On May 9, 2000, the Pennsylvania Supreme Court issued Order No. 218 that declared that federal habeas petitioners no longer have to appeal to the state supreme court to satisfy the exhaustion requirement. This order is not to be applied retroactively. See Wenger v. Frank, 266 F.3d 218, 225 (3d Cir. 2001), cert. denied, 535 U.S. 957 (2002).

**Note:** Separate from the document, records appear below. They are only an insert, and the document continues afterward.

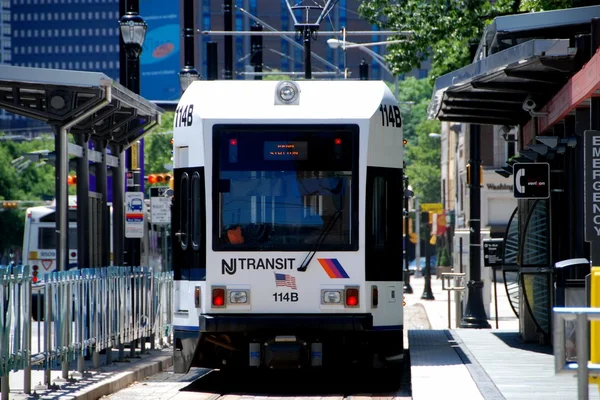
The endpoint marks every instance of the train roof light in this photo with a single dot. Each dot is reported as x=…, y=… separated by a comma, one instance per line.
x=287, y=92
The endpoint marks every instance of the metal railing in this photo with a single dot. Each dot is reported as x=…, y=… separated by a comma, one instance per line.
x=583, y=367
x=80, y=313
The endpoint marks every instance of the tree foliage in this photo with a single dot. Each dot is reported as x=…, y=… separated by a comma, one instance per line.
x=443, y=31
x=158, y=149
x=20, y=180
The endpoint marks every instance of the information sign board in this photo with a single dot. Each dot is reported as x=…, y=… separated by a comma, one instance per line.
x=135, y=210
x=492, y=252
x=160, y=205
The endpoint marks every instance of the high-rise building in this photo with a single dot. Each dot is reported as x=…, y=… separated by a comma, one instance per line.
x=84, y=35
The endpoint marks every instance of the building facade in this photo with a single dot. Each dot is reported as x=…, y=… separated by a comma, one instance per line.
x=84, y=35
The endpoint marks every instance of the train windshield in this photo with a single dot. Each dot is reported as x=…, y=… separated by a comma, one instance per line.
x=286, y=187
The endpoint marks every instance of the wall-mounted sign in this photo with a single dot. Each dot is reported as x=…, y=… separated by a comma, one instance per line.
x=435, y=208
x=532, y=180
x=591, y=177
x=492, y=252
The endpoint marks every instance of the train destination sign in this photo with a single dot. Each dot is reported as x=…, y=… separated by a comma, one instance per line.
x=591, y=177
x=286, y=150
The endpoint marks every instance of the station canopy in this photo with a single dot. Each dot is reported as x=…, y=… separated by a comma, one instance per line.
x=520, y=57
x=88, y=102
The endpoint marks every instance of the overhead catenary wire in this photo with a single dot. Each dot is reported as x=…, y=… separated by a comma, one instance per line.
x=274, y=32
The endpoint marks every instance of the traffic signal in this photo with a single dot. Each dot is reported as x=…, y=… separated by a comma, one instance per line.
x=159, y=178
x=10, y=204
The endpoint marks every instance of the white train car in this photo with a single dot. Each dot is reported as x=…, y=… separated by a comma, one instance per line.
x=287, y=222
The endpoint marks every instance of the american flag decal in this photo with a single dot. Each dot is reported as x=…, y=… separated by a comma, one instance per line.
x=285, y=280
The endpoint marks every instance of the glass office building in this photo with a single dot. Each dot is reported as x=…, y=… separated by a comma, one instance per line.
x=84, y=35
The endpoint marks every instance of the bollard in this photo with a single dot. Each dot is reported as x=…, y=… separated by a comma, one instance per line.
x=595, y=325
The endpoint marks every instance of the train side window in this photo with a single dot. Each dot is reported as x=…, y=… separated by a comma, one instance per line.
x=196, y=212
x=383, y=239
x=184, y=216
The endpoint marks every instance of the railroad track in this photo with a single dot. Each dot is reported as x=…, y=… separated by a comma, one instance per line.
x=218, y=385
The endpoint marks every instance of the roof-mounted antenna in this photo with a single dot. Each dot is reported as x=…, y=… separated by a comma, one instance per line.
x=307, y=30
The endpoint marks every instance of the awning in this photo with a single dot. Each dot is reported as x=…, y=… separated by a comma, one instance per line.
x=61, y=97
x=493, y=90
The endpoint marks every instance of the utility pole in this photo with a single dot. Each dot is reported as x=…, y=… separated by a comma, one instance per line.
x=363, y=70
x=188, y=73
x=133, y=32
x=228, y=25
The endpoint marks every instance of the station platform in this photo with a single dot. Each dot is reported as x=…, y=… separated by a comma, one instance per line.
x=445, y=363
x=461, y=363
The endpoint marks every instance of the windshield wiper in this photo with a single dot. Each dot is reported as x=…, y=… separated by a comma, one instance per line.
x=319, y=241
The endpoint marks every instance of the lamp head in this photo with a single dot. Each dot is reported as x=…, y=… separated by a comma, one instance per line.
x=187, y=75
x=133, y=29
x=335, y=43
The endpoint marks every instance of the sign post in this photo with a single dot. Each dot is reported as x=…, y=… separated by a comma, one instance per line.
x=492, y=257
x=135, y=210
x=160, y=205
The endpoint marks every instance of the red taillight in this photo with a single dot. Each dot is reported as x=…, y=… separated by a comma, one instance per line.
x=374, y=296
x=197, y=297
x=218, y=297
x=351, y=297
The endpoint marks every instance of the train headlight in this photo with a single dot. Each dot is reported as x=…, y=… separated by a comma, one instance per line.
x=238, y=296
x=331, y=297
x=287, y=92
x=351, y=296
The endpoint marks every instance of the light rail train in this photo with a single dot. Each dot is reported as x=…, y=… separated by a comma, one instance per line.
x=287, y=225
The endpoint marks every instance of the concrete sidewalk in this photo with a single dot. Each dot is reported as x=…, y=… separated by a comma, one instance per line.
x=461, y=363
x=94, y=382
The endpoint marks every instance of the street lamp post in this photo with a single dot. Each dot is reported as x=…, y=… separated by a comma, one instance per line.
x=133, y=32
x=475, y=316
x=188, y=73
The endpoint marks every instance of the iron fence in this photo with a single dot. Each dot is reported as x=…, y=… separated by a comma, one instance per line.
x=71, y=315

Since petitioner has not exhausted his state court remedies, the court need not require the Commonwealth to file an answer and the petition should be summarily dismissed, without prejudice.See Rule 4 of the Rules Governing Section 2254 Cases in the United States District Courts ("If it plainly appears from the face of the petition and any exhibits annexed to it that the petitioner is not entitled to relief in the district court, the judge shall make an order for its summary dismissal and cause the petitioner to be notified."). III. CONCLUSION
Accordingly, the court makes the following:
RECOMMENDATION
AND NOW, this 1st day of September, 2004, the court respectfully recommends that the petition for a writ of habeas corpus be DISMISSED, without prejudice, and that no certificate of appealability ("COA") be granted.
The COA should be denied because petitioner has not shown that reasonable jurists could debate whether his petition should be resolved in a different manner or that the issues presented are adequate to deserve encouragement to proceed further. See Miller-El v. Cockrell, 537 U.S. 322, 336 (2003).